A FAMILY THING A film review by Robin Redcrest Copyright 1996 Robin Redcrest
The URL of this review is http://moviereviews.com/janesreviews/afamilything.html
Rating: 2 stars (Out of 4)
When a movie is a lot like life, it can be startling and thought provoking or just plain dull. "A Family Thing" has moments of both.
Robert Duvall stars as Earl, the good old boy owner of an auto shop in Smalltown, Arkansas, with a neck as red as a home grown tomato. His mother's deathbed revelation to him is that he's really the half black by product of her husband's rape of the family cleaning lady. Not the kind of news that's going to get you elected Grand Poobah of the local Elks lodge in the deep south.
Obediently, Earl cusses out his Daddy, then honors his mother's last wishes and sets out for Chicago to meet and put a face to his half brother Ray, marvelously played by James Earl Jones. The two men dislike each other instantly, but a funny thing happens. It's clear that if the pair had been 30 years younger, they would've gone at each other until only one was left standing. But Earl is 63 and Ray is 69. Try as they might to maintain the hatred that history and culture should have fostered between them, they just can't. Age and maturity have ravaged their once rampant testosterone, and shown that life is a lot better handled as grownups.
One very funny scene does show the two trying to get into a fist fight, and ending up rolling over each other and bursting into laughter. Oh that every living human being who harbors anger and hatred against a ridiculous stereotype could have this experience! The two form a bond - albeit, a somewhat uneasy one - and set out to discover what the new meaning of family might just be.

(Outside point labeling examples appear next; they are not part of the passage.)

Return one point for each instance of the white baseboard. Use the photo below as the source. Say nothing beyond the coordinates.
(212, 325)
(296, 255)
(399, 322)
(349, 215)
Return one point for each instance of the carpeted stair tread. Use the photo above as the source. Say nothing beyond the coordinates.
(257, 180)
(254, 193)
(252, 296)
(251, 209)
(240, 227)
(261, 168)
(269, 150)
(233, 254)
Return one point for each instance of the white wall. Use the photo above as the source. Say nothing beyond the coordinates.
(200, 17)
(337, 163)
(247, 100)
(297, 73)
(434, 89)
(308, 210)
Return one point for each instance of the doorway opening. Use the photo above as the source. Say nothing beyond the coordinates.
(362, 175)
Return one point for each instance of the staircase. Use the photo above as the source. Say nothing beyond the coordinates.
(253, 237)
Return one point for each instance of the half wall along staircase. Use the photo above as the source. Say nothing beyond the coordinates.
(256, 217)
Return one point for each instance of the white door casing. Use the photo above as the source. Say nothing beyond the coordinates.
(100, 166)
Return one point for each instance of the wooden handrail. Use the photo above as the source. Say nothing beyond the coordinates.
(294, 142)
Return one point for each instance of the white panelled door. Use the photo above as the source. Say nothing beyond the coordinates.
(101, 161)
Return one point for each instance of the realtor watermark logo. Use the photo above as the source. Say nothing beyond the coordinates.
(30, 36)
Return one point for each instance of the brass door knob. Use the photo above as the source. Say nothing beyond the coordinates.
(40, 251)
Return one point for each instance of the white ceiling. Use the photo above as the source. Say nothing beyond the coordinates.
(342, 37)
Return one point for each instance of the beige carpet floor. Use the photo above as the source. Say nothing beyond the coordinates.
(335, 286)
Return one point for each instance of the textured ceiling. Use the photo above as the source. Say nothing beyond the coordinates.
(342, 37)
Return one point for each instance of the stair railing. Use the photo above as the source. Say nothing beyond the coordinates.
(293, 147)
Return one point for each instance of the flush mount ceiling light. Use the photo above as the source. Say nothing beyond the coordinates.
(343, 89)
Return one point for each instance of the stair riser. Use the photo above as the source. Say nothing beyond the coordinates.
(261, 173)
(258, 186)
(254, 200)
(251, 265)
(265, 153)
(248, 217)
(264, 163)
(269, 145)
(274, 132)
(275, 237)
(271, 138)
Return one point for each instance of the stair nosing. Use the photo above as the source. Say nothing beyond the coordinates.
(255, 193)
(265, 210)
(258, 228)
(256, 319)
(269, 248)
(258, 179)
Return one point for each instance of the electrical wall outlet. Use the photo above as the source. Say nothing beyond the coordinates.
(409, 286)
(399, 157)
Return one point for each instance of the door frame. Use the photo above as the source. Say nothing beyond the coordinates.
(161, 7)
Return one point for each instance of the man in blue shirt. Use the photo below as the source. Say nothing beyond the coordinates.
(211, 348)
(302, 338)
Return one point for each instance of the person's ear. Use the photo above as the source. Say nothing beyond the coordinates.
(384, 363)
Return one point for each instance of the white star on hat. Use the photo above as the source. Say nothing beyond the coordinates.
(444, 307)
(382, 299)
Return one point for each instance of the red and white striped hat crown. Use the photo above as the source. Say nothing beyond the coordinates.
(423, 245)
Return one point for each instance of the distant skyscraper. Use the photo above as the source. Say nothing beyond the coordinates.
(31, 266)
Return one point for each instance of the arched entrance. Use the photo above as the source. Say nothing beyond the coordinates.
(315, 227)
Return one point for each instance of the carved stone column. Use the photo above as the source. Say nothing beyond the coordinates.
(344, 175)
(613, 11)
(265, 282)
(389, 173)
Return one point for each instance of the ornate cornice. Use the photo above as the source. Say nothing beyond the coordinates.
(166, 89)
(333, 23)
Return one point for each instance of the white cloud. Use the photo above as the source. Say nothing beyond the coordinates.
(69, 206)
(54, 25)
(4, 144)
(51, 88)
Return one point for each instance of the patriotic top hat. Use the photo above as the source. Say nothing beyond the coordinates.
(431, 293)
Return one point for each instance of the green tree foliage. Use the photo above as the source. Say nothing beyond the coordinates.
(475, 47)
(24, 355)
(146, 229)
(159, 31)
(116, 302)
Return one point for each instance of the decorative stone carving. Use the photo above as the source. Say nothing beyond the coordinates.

See what I mean? Not a high concept adrenaline rush of a plot, but a gentle, matter-of-fact story about how life really is. Parts of it were conducive to nodding off. Any part that contained the salty Aunt T. (played by the earthy and wonderful Irma P. Hall) was hilariously funny.
Mostly, "A Family Thing" was just a simple, reassuring story that after all is said and done, the bitterness of life's troubles just ain't that big of a deal.